En ce qui concerne le droit de l'urbanisme, il s'agit d'une préoccupation majeure, monsieur le ministre, je vous poserai plusieurs questions.
La première concerne la loi du 28 février 1997 relative à l'instruction des autorisations de travaux données par les architectes des bâtiments de France dans le champ de visibilité des édifices classés ; qui permet aux communes de faire appel de la décision des architectes des bâtiments de France. Huit mois après la promulgation de cette loi, les décrets d'application ne sont toujours pas publiés. Où en sommes-nous, monsieur le ministre ?
Par ailleurs, l'ancien gouvernement avait élaboré un projet de réforme du permis de construire. Ce texte prévoyait, notamment, le non-recours obligatoire aux architectes pour des constructions inférieures à 250 mètres carrés. Il avait été fortement contesté, notamment par les professionnels. Cette réforme a-t-elle été abandonnée ?
Ensuite, le Premier ministre du nouveau Gouvernement avait annoncé, dans sa déclaration de politique générale, une réforme de la procédure des enquêtes publiques. Tout le monde souhaite l'amélioration de la qualité de ces enquêtes et la clarification de la procédure. Quel calendrier le Gouvernement se fixe-t-il pour concrétiser ce projet ?
Il vient d'être fait référence aux directives territoriales d'aménagement du territoire pour les six zones concernées ; je n'y reviendrai donc pas. Malgré tout, la question du calendrier et de la consultation des collectivités locales demeure. Nous souhaiterions avoir des garanties à cet égard.
Je souhaite également insister, monsieur le ministre, sur l'accroissement des contentieux auxquels donne lieu l'application du droit de l'urbanisme, notamment la gestion décentralisée des documents d'urbanisme. Le nombre de recours en annulation contre les permis de construire délivrés au nom de l'Etat s'est accru de 20 %.
En ce qui concerne les recours exercés par les préfets dans le cadre du contrôle de légalité à l'encontre des actes des collectivités locales, la progression est de 60 %. Le nombre des demandes de sursis à statuer a augmenté de 50 % et celui des annulations de 46 %.
Le Conseil d'Etat a parlé d'une « pathologie » du droit de l'urbanisme. Monsieur le ministre, il importe, à l'évidence, de remédier très rapidement à cette situation.
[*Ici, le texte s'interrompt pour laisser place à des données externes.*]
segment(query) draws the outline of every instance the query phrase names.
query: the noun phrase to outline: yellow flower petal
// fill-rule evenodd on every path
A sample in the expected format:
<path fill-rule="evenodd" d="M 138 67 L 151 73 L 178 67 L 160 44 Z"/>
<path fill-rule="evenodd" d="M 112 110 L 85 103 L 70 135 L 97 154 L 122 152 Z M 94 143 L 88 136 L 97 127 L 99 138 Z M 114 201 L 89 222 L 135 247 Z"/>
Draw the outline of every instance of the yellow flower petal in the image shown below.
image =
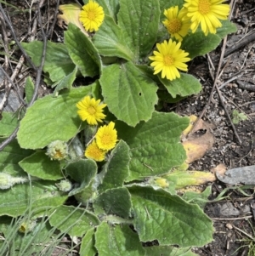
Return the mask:
<path fill-rule="evenodd" d="M 104 9 L 97 3 L 89 0 L 82 7 L 80 14 L 80 21 L 89 32 L 97 31 L 105 19 Z"/>
<path fill-rule="evenodd" d="M 154 67 L 154 75 L 162 71 L 162 77 L 173 80 L 180 77 L 178 69 L 186 71 L 188 65 L 185 62 L 190 60 L 188 53 L 180 48 L 181 43 L 176 43 L 170 39 L 162 43 L 156 44 L 157 51 L 154 51 L 155 56 L 149 57 L 154 60 L 150 65 Z"/>
<path fill-rule="evenodd" d="M 209 32 L 215 34 L 216 29 L 222 26 L 219 20 L 227 20 L 230 7 L 223 4 L 225 0 L 185 0 L 187 16 L 191 20 L 190 29 L 196 32 L 201 25 L 207 36 Z"/>
<path fill-rule="evenodd" d="M 90 96 L 84 97 L 76 104 L 80 118 L 91 125 L 97 125 L 98 122 L 102 122 L 102 120 L 106 117 L 103 114 L 103 108 L 106 106 L 106 104 L 99 105 L 99 103 L 100 100 L 95 100 Z"/>
<path fill-rule="evenodd" d="M 117 142 L 117 133 L 114 128 L 115 123 L 110 122 L 108 125 L 100 127 L 96 133 L 96 143 L 101 150 L 110 151 Z"/>
<path fill-rule="evenodd" d="M 105 158 L 105 151 L 103 151 L 99 148 L 95 140 L 94 140 L 85 151 L 85 156 L 89 159 L 93 159 L 97 162 L 104 161 Z"/>

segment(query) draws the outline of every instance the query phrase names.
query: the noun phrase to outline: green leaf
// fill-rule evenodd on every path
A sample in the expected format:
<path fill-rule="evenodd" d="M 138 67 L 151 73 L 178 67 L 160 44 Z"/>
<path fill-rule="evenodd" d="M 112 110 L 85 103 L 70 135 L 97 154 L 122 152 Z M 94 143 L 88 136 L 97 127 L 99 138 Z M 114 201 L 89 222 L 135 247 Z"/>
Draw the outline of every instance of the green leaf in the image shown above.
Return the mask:
<path fill-rule="evenodd" d="M 79 187 L 73 189 L 69 196 L 73 196 L 82 191 L 89 185 L 94 179 L 98 167 L 94 161 L 90 159 L 81 159 L 75 162 L 71 162 L 65 167 L 66 174 L 80 184 Z"/>
<path fill-rule="evenodd" d="M 13 112 L 2 112 L 0 122 L 0 136 L 8 137 L 18 127 L 19 121 Z"/>
<path fill-rule="evenodd" d="M 100 29 L 93 37 L 93 42 L 103 56 L 116 56 L 127 60 L 134 58 L 122 30 L 108 15 L 105 16 Z"/>
<path fill-rule="evenodd" d="M 87 2 L 88 3 L 88 1 Z M 103 7 L 105 14 L 110 16 L 116 21 L 116 14 L 120 9 L 119 0 L 97 0 L 97 3 Z"/>
<path fill-rule="evenodd" d="M 76 104 L 93 94 L 96 86 L 94 83 L 65 91 L 56 98 L 49 94 L 38 99 L 20 122 L 17 135 L 20 146 L 39 149 L 52 141 L 67 141 L 74 137 L 81 125 Z"/>
<path fill-rule="evenodd" d="M 52 161 L 44 151 L 37 151 L 19 162 L 27 174 L 42 179 L 57 180 L 63 178 L 60 162 Z"/>
<path fill-rule="evenodd" d="M 0 191 L 0 216 L 22 215 L 30 203 L 34 214 L 45 215 L 46 210 L 63 204 L 67 196 L 59 191 L 55 181 L 38 180 L 29 184 L 15 185 L 11 189 Z"/>
<path fill-rule="evenodd" d="M 120 0 L 118 25 L 134 54 L 134 61 L 146 56 L 156 43 L 160 18 L 158 1 Z"/>
<path fill-rule="evenodd" d="M 154 112 L 150 120 L 135 128 L 117 121 L 118 137 L 128 143 L 132 154 L 128 181 L 166 174 L 182 164 L 186 153 L 179 140 L 189 123 L 187 117 L 160 112 Z"/>
<path fill-rule="evenodd" d="M 25 82 L 26 102 L 29 103 L 34 94 L 35 85 L 31 77 L 26 77 Z"/>
<path fill-rule="evenodd" d="M 21 43 L 21 45 L 35 65 L 38 66 L 41 64 L 43 43 L 33 41 Z M 69 56 L 66 46 L 64 43 L 48 41 L 43 71 L 48 72 L 50 80 L 60 81 L 71 73 L 74 68 L 75 65 Z"/>
<path fill-rule="evenodd" d="M 120 140 L 108 156 L 105 166 L 105 174 L 102 184 L 99 186 L 99 192 L 108 189 L 122 187 L 129 175 L 130 162 L 129 147 L 126 142 Z"/>
<path fill-rule="evenodd" d="M 204 32 L 196 31 L 184 38 L 181 48 L 190 54 L 188 57 L 194 59 L 214 50 L 220 42 L 221 38 L 218 35 L 209 33 L 205 36 Z"/>
<path fill-rule="evenodd" d="M 144 249 L 137 233 L 128 225 L 103 222 L 95 233 L 95 247 L 100 256 L 144 256 Z"/>
<path fill-rule="evenodd" d="M 2 142 L 3 139 L 0 139 Z M 20 167 L 19 162 L 25 157 L 32 154 L 32 151 L 24 150 L 20 147 L 17 140 L 10 142 L 0 151 L 1 171 L 12 176 L 25 176 L 27 174 Z"/>
<path fill-rule="evenodd" d="M 94 247 L 94 229 L 88 230 L 85 236 L 82 237 L 80 255 L 94 256 L 97 250 Z"/>
<path fill-rule="evenodd" d="M 107 190 L 96 198 L 94 206 L 101 208 L 107 215 L 128 219 L 131 210 L 130 194 L 125 187 Z"/>
<path fill-rule="evenodd" d="M 59 91 L 60 91 L 61 89 L 64 89 L 64 88 L 71 89 L 71 88 L 72 84 L 76 78 L 77 71 L 78 71 L 77 67 L 76 66 L 71 73 L 68 74 L 66 77 L 65 77 L 60 81 L 59 81 L 59 82 L 57 82 L 57 86 L 54 89 L 54 95 L 56 95 L 56 94 Z"/>
<path fill-rule="evenodd" d="M 162 189 L 133 185 L 128 190 L 134 228 L 142 242 L 156 239 L 160 245 L 200 247 L 212 240 L 212 220 L 197 205 Z"/>
<path fill-rule="evenodd" d="M 217 35 L 220 38 L 224 38 L 228 34 L 235 33 L 237 31 L 236 25 L 230 22 L 229 20 L 220 20 L 222 27 L 217 29 Z"/>
<path fill-rule="evenodd" d="M 144 247 L 145 256 L 197 256 L 190 248 L 177 248 L 173 246 L 152 246 Z"/>
<path fill-rule="evenodd" d="M 150 119 L 157 87 L 132 62 L 104 68 L 99 82 L 105 102 L 117 119 L 130 126 Z"/>
<path fill-rule="evenodd" d="M 94 77 L 99 73 L 101 60 L 90 39 L 74 24 L 65 31 L 65 43 L 69 55 L 83 77 Z"/>
<path fill-rule="evenodd" d="M 83 236 L 99 224 L 99 219 L 82 208 L 62 205 L 53 210 L 49 223 L 63 233 L 70 236 Z"/>
<path fill-rule="evenodd" d="M 201 90 L 200 82 L 194 76 L 184 73 L 180 73 L 180 78 L 173 81 L 158 76 L 160 81 L 173 98 L 176 98 L 177 95 L 185 97 L 196 94 Z"/>

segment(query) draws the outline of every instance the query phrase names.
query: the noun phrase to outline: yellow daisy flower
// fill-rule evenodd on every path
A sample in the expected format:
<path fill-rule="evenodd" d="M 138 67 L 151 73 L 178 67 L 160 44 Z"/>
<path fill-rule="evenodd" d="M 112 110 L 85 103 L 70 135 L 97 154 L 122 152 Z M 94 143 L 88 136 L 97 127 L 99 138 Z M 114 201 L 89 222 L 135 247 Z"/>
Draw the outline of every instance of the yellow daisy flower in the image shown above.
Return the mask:
<path fill-rule="evenodd" d="M 101 150 L 110 151 L 113 149 L 117 142 L 116 130 L 114 128 L 115 123 L 110 122 L 108 125 L 100 127 L 96 134 L 96 142 Z"/>
<path fill-rule="evenodd" d="M 221 27 L 218 20 L 227 20 L 230 7 L 222 4 L 226 0 L 185 0 L 184 6 L 187 8 L 187 16 L 191 20 L 190 29 L 196 32 L 201 24 L 202 31 L 207 36 L 208 32 L 216 33 L 216 29 Z"/>
<path fill-rule="evenodd" d="M 173 42 L 172 39 L 162 43 L 157 43 L 157 51 L 154 51 L 155 56 L 149 57 L 150 60 L 154 60 L 150 65 L 154 67 L 154 75 L 162 71 L 162 77 L 167 77 L 169 80 L 180 77 L 178 70 L 187 71 L 188 65 L 184 64 L 190 60 L 187 56 L 188 53 L 180 49 L 181 43 Z"/>
<path fill-rule="evenodd" d="M 103 8 L 96 2 L 89 0 L 82 7 L 80 14 L 80 21 L 89 32 L 97 31 L 103 23 L 105 13 Z"/>
<path fill-rule="evenodd" d="M 178 7 L 171 7 L 168 9 L 165 9 L 164 15 L 167 20 L 163 21 L 163 24 L 167 27 L 169 34 L 172 37 L 175 37 L 178 41 L 182 41 L 188 34 L 188 31 L 190 26 L 189 20 L 183 18 L 186 15 L 186 9 L 183 8 L 178 11 Z"/>
<path fill-rule="evenodd" d="M 97 162 L 102 162 L 105 158 L 106 151 L 100 150 L 95 140 L 89 144 L 85 151 L 85 156 Z"/>
<path fill-rule="evenodd" d="M 82 121 L 87 121 L 88 124 L 96 125 L 98 122 L 102 122 L 106 116 L 103 114 L 103 108 L 106 104 L 100 104 L 100 100 L 95 100 L 94 98 L 90 96 L 84 97 L 81 101 L 76 104 L 79 109 L 77 113 Z"/>

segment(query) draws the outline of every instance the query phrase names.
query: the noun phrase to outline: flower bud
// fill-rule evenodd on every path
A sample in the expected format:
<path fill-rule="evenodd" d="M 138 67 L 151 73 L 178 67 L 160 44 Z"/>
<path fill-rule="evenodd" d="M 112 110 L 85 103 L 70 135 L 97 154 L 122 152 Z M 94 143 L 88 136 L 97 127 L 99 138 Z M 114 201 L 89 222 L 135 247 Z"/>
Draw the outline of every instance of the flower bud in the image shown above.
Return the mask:
<path fill-rule="evenodd" d="M 51 160 L 63 160 L 68 156 L 68 145 L 61 140 L 53 141 L 48 145 L 46 155 Z"/>

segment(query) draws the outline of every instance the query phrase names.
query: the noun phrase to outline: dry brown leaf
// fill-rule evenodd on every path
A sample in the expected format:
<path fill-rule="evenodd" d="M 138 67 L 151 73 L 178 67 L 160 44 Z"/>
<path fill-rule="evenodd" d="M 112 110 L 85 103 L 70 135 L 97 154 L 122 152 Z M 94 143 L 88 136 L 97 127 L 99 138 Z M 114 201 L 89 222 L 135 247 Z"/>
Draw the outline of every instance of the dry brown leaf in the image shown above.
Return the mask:
<path fill-rule="evenodd" d="M 88 34 L 86 32 L 83 26 L 79 20 L 79 15 L 81 12 L 81 7 L 76 3 L 70 3 L 70 4 L 61 4 L 59 7 L 62 14 L 58 15 L 58 25 L 64 28 L 64 23 L 68 25 L 70 22 L 76 25 L 77 27 L 81 29 L 81 31 L 88 37 Z"/>

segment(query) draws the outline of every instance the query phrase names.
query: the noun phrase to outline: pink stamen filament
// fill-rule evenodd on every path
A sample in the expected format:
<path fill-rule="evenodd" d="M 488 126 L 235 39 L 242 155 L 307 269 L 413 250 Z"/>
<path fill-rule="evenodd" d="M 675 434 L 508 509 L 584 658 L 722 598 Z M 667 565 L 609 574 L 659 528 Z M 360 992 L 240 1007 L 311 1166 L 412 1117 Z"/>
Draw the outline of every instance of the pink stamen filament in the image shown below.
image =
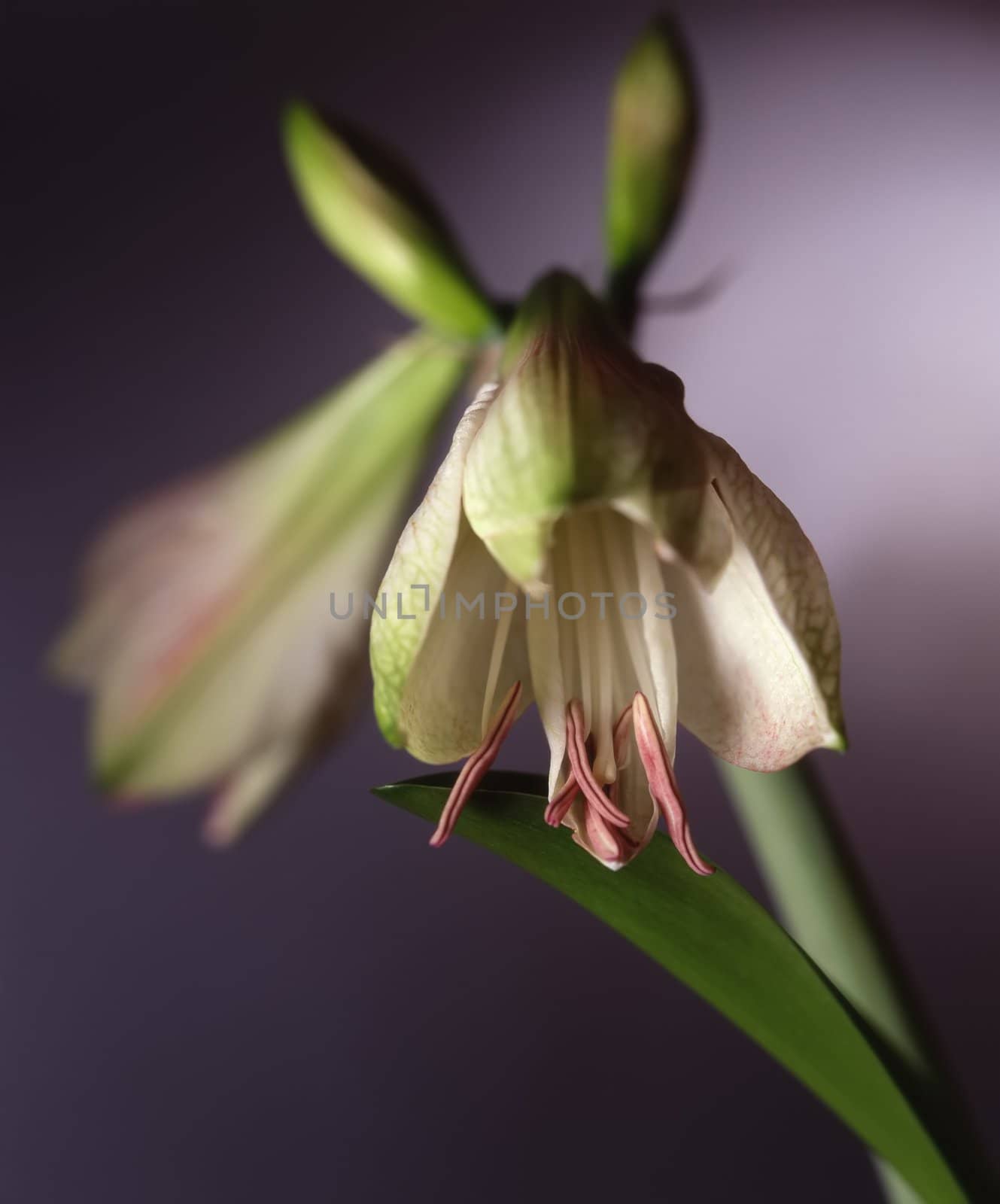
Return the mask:
<path fill-rule="evenodd" d="M 667 755 L 650 704 L 643 694 L 637 694 L 632 700 L 632 722 L 635 728 L 635 744 L 650 784 L 650 793 L 667 821 L 670 839 L 696 874 L 714 874 L 715 867 L 704 861 L 691 839 L 687 811 L 677 790 L 670 757 Z"/>
<path fill-rule="evenodd" d="M 628 816 L 615 807 L 593 775 L 585 744 L 584 724 L 584 708 L 579 698 L 574 698 L 566 709 L 566 750 L 569 754 L 573 775 L 584 797 L 603 820 L 614 827 L 627 828 Z"/>
<path fill-rule="evenodd" d="M 490 730 L 483 737 L 483 743 L 462 766 L 448 796 L 448 802 L 444 804 L 444 810 L 440 813 L 434 834 L 431 837 L 431 845 L 434 849 L 439 849 L 455 831 L 462 809 L 486 777 L 490 766 L 496 761 L 501 745 L 514 725 L 520 697 L 521 683 L 515 681 L 501 703 Z"/>
<path fill-rule="evenodd" d="M 576 785 L 576 778 L 573 775 L 573 771 L 570 771 L 569 777 L 555 792 L 555 795 L 552 795 L 549 801 L 549 805 L 545 808 L 545 822 L 550 824 L 552 827 L 558 827 L 566 819 L 566 813 L 576 801 L 576 796 L 579 793 L 580 787 Z"/>

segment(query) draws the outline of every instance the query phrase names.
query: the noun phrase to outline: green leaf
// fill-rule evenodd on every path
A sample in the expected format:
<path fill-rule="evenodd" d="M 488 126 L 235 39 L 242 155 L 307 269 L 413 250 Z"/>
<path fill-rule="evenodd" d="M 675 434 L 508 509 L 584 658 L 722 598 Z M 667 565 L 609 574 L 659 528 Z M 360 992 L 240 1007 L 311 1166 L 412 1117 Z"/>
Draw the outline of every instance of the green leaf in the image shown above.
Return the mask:
<path fill-rule="evenodd" d="M 291 179 L 326 244 L 404 313 L 478 340 L 498 323 L 448 226 L 407 167 L 369 135 L 289 105 Z"/>
<path fill-rule="evenodd" d="M 452 780 L 434 774 L 375 793 L 436 821 Z M 546 827 L 544 791 L 540 778 L 490 774 L 457 832 L 575 899 L 711 1003 L 893 1163 L 925 1204 L 970 1198 L 898 1085 L 890 1052 L 733 878 L 722 869 L 692 874 L 661 834 L 611 873 L 566 830 Z"/>

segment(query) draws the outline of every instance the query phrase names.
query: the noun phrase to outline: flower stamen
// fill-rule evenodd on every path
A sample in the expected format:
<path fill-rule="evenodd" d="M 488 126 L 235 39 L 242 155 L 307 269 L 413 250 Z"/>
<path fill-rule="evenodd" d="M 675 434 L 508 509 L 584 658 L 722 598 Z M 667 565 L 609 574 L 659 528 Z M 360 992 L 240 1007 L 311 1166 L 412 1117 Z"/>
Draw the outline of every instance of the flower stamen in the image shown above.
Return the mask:
<path fill-rule="evenodd" d="M 632 722 L 635 728 L 635 744 L 650 784 L 650 793 L 667 821 L 670 839 L 696 874 L 714 874 L 715 867 L 703 860 L 691 839 L 687 811 L 677 790 L 670 757 L 663 746 L 649 701 L 641 692 L 637 692 L 632 700 Z"/>
<path fill-rule="evenodd" d="M 492 726 L 483 737 L 483 743 L 462 766 L 458 777 L 455 779 L 455 785 L 451 787 L 451 793 L 448 796 L 448 802 L 444 804 L 444 810 L 440 813 L 434 834 L 431 837 L 431 845 L 434 849 L 439 849 L 455 831 L 455 825 L 458 822 L 458 816 L 462 814 L 466 803 L 475 793 L 479 784 L 486 777 L 490 766 L 496 761 L 501 745 L 507 739 L 507 733 L 514 725 L 514 719 L 517 714 L 517 700 L 520 697 L 521 683 L 515 681 L 507 691 L 507 696 L 501 703 Z"/>
<path fill-rule="evenodd" d="M 615 807 L 593 775 L 587 748 L 584 743 L 584 708 L 580 700 L 574 698 L 566 708 L 566 750 L 569 754 L 573 774 L 584 792 L 584 797 L 596 813 L 614 827 L 627 828 L 628 816 Z"/>

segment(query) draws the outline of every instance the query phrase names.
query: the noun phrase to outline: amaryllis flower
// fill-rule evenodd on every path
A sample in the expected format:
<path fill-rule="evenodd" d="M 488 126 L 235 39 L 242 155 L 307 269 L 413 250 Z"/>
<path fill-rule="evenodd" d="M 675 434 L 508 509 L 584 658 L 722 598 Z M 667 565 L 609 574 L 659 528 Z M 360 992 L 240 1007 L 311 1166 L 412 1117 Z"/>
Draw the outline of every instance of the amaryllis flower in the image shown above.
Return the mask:
<path fill-rule="evenodd" d="M 91 760 L 125 801 L 212 786 L 232 840 L 329 739 L 428 435 L 469 352 L 418 332 L 226 464 L 123 515 L 85 561 L 57 672 L 94 696 Z M 359 607 L 360 609 L 360 607 Z"/>
<path fill-rule="evenodd" d="M 711 873 L 674 773 L 677 721 L 751 769 L 842 745 L 816 553 L 682 399 L 574 278 L 533 288 L 497 383 L 398 542 L 380 586 L 397 601 L 372 625 L 386 738 L 432 763 L 468 757 L 432 843 L 532 700 L 551 752 L 546 819 L 613 868 L 663 816 L 691 868 Z"/>

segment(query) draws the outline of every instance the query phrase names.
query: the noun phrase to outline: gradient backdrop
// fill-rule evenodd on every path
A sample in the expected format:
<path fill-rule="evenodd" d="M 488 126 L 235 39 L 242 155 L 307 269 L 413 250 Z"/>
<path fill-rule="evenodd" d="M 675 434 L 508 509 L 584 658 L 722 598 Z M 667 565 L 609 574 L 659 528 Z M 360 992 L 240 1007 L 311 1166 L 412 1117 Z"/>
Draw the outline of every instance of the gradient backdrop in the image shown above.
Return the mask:
<path fill-rule="evenodd" d="M 650 11 L 7 8 L 5 1200 L 876 1200 L 853 1138 L 686 990 L 372 799 L 414 767 L 367 701 L 214 855 L 197 804 L 101 805 L 81 702 L 39 667 L 120 502 L 404 327 L 302 218 L 282 100 L 404 148 L 497 289 L 594 278 L 609 81 Z M 651 287 L 728 283 L 643 347 L 827 565 L 853 748 L 822 769 L 995 1133 L 998 8 L 681 12 L 708 141 Z M 542 765 L 531 726 L 508 763 Z M 706 755 L 680 757 L 699 843 L 758 889 Z"/>

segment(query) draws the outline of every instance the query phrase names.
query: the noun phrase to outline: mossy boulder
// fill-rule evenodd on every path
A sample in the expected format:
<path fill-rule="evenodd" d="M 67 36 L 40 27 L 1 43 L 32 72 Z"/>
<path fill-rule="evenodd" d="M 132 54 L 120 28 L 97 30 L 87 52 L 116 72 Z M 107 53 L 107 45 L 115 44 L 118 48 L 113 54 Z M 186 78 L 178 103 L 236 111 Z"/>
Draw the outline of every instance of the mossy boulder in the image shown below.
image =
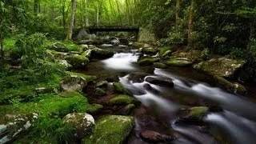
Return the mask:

Je terminerai par trois questions d'actualité.
La première a trait aux conseils d'architecture d'urbanisme et de l'environnement, les CAUE ; je l'ai déjà évoquée. Il s'agit de structures qui préoccupent les élus que nous sommes. Qu'entendons-nous faire pour leur permettre de fonctionner et, en ce qui concerne certains d'entre eux, de survivre ? Il existe un certain nombre de missions qui pourraient leur être confiées et qui ne le sont pas aujourd'hui. En tout cas, les CAUE ne sont pas rétribués pour les assumer.
En ce qui concerne l'urbanisme en zone de montagne, vous insistez beaucoup, monsieur le ministre, sur tout ce qui a trait au milieu urbain. J'attire votre attention sur l'autre espace qui existe aussi : l'espace rural et les zones de montagne. Deux problèmes se posent.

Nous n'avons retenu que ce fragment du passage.